Menurut Ekadjati (2005 : 176), pada awalnya masyarakat di tanah Sunda sudah mengenal yang gaib sebagai jiwa atau arwah leluhur, yang dapat memancarkan kekuatan gaib. Untuk mencegah pancaran kekuatan gaib yang bersifat buruk maka dilakukan ritual-ritual penghormatan, atau ritual-ritual khusus yang dipersembahkan untuk leluhurnya. Ritualitasnya sangat tergantung kepada masing-masing yang individu, bahkan sampai sulit untuk mengetahui tatacaranya. Pada periode selanjutnya di Pasundan bersentuhan pula dengan budaya dari India, yang membawa agama Hindu dan Buda. Di dalam naskah Wangsakerta dan buku Rintisan Penelusuran Masa Silam Sejarah Jawa Barat (1983-1984) disebutkan bahwa agama Hindu dan Buda berkembang di keraton Tatar Sunda, sedang masyarakat atau rakyat pada umumnya biasa masih tetap yang menganut ageman dari nenek moyangnya.

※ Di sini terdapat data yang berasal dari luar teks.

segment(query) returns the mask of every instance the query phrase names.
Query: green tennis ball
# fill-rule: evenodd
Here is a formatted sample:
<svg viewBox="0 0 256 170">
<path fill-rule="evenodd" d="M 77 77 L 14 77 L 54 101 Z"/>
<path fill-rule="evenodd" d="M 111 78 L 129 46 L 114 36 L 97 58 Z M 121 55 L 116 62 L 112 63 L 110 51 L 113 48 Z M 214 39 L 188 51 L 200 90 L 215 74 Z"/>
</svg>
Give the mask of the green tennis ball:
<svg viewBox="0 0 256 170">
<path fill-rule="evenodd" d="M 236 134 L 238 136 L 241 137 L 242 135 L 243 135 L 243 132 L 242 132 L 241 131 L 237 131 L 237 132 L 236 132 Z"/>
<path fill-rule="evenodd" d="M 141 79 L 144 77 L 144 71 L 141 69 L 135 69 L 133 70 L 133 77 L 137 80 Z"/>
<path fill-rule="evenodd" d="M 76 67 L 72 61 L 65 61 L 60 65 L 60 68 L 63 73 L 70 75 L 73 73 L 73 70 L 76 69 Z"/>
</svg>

Didalam keyakinannya agama Hindu dan Buda mengenal pula adanya istilah yang Gaib lainnya, yakni Dewa yang bukan berasal dari rokh (arwah) nenek moyang. Dewa-dewa tersebut mempunyai cara hidup dan tempat tersendiri diluar kehidupan manusia, yakni nirwana atau sorga. Dewa-dewa dalam agama Hindu jumlahnya memiliki fungsi dan tugas masing-masing. Dari sorga dewa-dewa tersebut mengatur dan mengawasi kehidupan manusia. Pada masa kerajaan Sunda dan Galuh para pemuka agama (pendeta, resi, wiku) melakukan pencarian dengan menggunakan referensi dari keyakinan menurut ajaran leluhurnya serta dari Hindu dan Budha, disamping pengamatan, pengalaman dan pengetahuan mereka sendiri.

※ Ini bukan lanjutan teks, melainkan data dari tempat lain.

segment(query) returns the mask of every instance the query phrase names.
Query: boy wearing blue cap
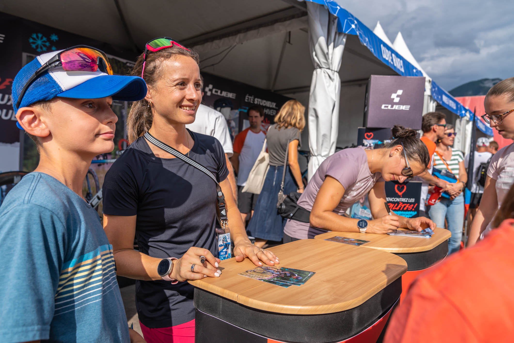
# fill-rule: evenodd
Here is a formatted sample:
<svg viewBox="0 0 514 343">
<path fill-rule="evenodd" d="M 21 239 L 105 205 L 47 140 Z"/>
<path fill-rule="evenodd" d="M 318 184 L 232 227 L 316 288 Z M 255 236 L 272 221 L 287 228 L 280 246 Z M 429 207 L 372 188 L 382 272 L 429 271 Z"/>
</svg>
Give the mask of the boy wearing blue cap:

Pada masa selanjutnya ditemukan konsep Tuhan yang dinamakan Hiyang. Istilah Hiyang disebut juga Sanghiyang, memiliki makna yang sama, yaitu Yang Gaib. Konsep Hiyang, Sanghiyang, Sang Hiyang, berpangkal dari makna dan proses terbentuknya rokh dalam kepercayaan leluhur, namun bukan berasal dari jiwa manusia sebagaimana arwah atau roh. Hiyang terbentuk dengan sendirinya, keberadaannya gaib dan Tunggal, tidak jamak dan menguasai seluruh alam. Sifat Hiyang tercermin dari nama-nama yang diberikan kepadanya, yaitu Batara Seda Niskala (Yang Gaib), Batara Tunggal (Yang Esa), Batara Jagat (Yang Menguasai Alam), Sang Hiyang Keresa (Yang Kuasa), Nu Ngersakeun (Yang Berkehendak), dan Batara Guru (Yang Maha Tahu), bahkan istilah Batara didalam istilah Batara Tunggal dianggap adaptasi bahasa dari Hiyang Tunggal.

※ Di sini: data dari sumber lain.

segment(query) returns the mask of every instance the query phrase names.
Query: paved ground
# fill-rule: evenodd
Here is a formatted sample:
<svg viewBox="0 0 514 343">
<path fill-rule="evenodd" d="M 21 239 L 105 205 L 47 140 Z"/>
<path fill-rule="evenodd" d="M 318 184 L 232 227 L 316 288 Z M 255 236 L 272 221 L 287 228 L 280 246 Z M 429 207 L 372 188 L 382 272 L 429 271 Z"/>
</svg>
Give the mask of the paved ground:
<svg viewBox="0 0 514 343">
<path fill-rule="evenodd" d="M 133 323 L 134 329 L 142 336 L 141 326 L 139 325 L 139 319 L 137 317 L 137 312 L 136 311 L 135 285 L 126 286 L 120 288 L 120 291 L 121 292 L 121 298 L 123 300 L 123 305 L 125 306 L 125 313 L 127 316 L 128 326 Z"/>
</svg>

Penemuan konsep Hiyang tidak serta merta menghilangkan fungsi dari dewa-dewa lainnya, namun tetap ada dan ditempatkan di bawah Hiyang. Tempat Hiyang berada di Parahyangan atau di luar dunia. Parahyangan memiliki ruang yang digambarkan yang bertingkat tingkat. Tingkat paling bawah di huni oleh para Dewa (Brahma, Wisnu, Siwa, Isora, Mahadewa). Diatasnya ditempati Dewa dalam konsep Sunda, seperti Sari Dewata dan Ni Dang Larang Nawati. Diatasnya lagi dihuni oleh Dewi Sri (Pwa Sang-hiyang Sri), Dewi Bumi (Pwa Naga Nagini), Dewa Bulan (Pwa Na-ga Nagini). Ditempat yang paling atas sekali, bersemayam Sang Hiyang Keresa, tempat yang lepas dari semua ikatan, dan hidup dalam keabadian, atau Jatiniskala.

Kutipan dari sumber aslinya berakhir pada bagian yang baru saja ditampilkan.